Sciences sociales & rationalité matérielle

   De nos jours, les garanties que la rationalité offrent autrefois, à la fois aux détenteurs du pouvoir et aux opprimés, semblent s’être éclipsées. Nous sommes confrontés à une « soif de liberté », dirigée contre l’incessante subordination à la rationalité formelle, qui dissimule, de fait, une irrationalité matérielle. Cette soif de liberté devient si pressante que, selon Freud, il devient essentiel de savoir si elle est dirigée contre un aspect particulier de notre culture ou plus fondamentalement contre notre culture elle-même. Nous entrons dans une période sombre, où les horreurs commises en Bosnie vont s’amplifier et s’étendre à toutes les parties du globe. Nous sommes placés, en tant qu’intellectuels, devant nos responsabilités. La dernière chose à faire serait de renier la politique en désignant une politique particulière comme rationnelle, et refuser d’en discuter frontalement les mérites.

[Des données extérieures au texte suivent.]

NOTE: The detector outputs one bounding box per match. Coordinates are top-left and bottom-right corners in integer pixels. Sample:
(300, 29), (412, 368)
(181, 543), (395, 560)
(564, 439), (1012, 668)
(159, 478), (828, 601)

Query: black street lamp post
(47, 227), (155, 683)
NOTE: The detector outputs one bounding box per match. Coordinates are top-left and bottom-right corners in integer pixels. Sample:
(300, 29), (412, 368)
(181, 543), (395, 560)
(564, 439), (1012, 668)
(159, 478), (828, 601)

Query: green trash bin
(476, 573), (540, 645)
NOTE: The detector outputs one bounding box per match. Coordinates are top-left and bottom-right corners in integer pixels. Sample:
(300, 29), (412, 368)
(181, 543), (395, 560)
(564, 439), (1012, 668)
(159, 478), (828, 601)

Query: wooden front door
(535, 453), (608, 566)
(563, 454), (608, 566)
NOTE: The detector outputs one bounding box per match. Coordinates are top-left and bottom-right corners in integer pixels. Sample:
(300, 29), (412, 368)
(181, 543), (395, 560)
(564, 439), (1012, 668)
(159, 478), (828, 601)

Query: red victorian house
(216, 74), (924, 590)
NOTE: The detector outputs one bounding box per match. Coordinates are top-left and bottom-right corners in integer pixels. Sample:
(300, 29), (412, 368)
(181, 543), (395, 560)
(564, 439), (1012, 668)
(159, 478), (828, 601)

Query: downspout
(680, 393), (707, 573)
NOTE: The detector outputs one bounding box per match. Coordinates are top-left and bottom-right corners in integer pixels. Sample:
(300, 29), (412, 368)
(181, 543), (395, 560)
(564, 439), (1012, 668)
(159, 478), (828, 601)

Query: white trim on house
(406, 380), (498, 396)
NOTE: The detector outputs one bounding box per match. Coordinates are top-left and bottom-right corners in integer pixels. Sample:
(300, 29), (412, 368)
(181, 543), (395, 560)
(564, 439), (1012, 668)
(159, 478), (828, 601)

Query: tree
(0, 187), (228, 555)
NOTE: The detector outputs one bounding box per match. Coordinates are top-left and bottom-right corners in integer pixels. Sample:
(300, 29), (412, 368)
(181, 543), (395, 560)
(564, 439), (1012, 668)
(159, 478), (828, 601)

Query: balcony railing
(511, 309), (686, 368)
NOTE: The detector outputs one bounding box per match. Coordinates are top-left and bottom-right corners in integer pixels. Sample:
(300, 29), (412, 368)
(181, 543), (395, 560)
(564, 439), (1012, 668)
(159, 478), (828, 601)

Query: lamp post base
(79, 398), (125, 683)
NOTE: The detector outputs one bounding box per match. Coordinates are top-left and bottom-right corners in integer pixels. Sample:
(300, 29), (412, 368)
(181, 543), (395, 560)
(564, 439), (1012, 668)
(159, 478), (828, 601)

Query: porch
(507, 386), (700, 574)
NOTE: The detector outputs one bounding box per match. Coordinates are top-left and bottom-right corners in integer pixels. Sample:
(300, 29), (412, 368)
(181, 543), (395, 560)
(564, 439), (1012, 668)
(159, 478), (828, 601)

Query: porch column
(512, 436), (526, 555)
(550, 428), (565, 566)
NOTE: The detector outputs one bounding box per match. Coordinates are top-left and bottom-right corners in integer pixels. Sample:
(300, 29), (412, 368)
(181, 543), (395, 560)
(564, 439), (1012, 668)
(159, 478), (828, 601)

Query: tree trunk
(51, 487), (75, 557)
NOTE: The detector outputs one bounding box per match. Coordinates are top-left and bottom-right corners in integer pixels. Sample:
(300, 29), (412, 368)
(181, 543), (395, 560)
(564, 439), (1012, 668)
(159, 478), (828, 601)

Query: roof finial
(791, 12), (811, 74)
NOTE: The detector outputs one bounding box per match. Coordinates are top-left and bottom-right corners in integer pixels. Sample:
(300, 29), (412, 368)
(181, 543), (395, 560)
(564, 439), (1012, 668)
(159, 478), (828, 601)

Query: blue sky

   Les sciences sociales ont été, dès l’origine, le pendant intellectuel de l’idéologie libérale. Si elles le demeurent, elles mourront avec le libéralisme. Elles se sont construites sur les bases d’un optimisme social. Leur restera-t-il quelque chose à dire dans un monde marqué au sceau du pessimisme social ? J’estime que nous, praticiens des sciences sociales, devons évoluer radicalement ou nous deviendrons socialement caducs et resterons confinés dans le coin le plus reculé de la plus reculée des universités, condamnés à entretenir des rituels dénués de sens comme les derniers prêtres d’un dieu oublié. Il me semble que la clef de notre survie est dans la réintégration du concept de rationalité matérielle au cœur de nos recherches intellectuelles.

   Lorsque la rupture entre les sciences et la philosophie devint effective, à la fin du xviiie siècle et au début du xixe, les sciences sociales se revendiquèrent sciences et non plus philosophie. La justification de cette regrettable séparation du savoir en deux camps hostiles reposait sur la distinction entre science empirique et métaphysique. Distinction absurde, puisque tout savoir empirique a nécessairement des fondements métaphysiques que l’on ne peut éviter, et qu’une métaphysique n’a de valeur qu’à condition qu’elle s’adresse à notre univers de réalité, qu’elle ait des référents empiriques. Dans leur souci d’échapper à la vérité révélée, les intellectuels se sont enfermés dans une mystique de la rationalité formelle. Nous l’avons tous fait, même les marxistes – comme Gramsci nous le rappelle.

   Aujourd’hui, nous sommes tentés de revenir en arrière et nous risquons à nouveau de nous perdre. Le désenchantement a engendré une espèce nouvelle d’intellectuels critiques. Ils dénoncent avec force l’absurdité de l’entreprise scientifique. Beaucoup de ce qu’ils disent est, en un certain sens, salutaire, mais cela est allé bien trop loin et menace d’aboutir à un solipsisme nihiliste qui ne nous mènera nulle part et finira par ennuyer rapidement même ses plus fervents adeptes. Néanmoins, nous ne pouvons pas rejeter ces critiques simplement en arguant de leur faiblesse. Si nous suivions ce chemin, nous irions tous au désastre. Les sciences sociales doivent au contraire se reconstruire par elles-mêmes.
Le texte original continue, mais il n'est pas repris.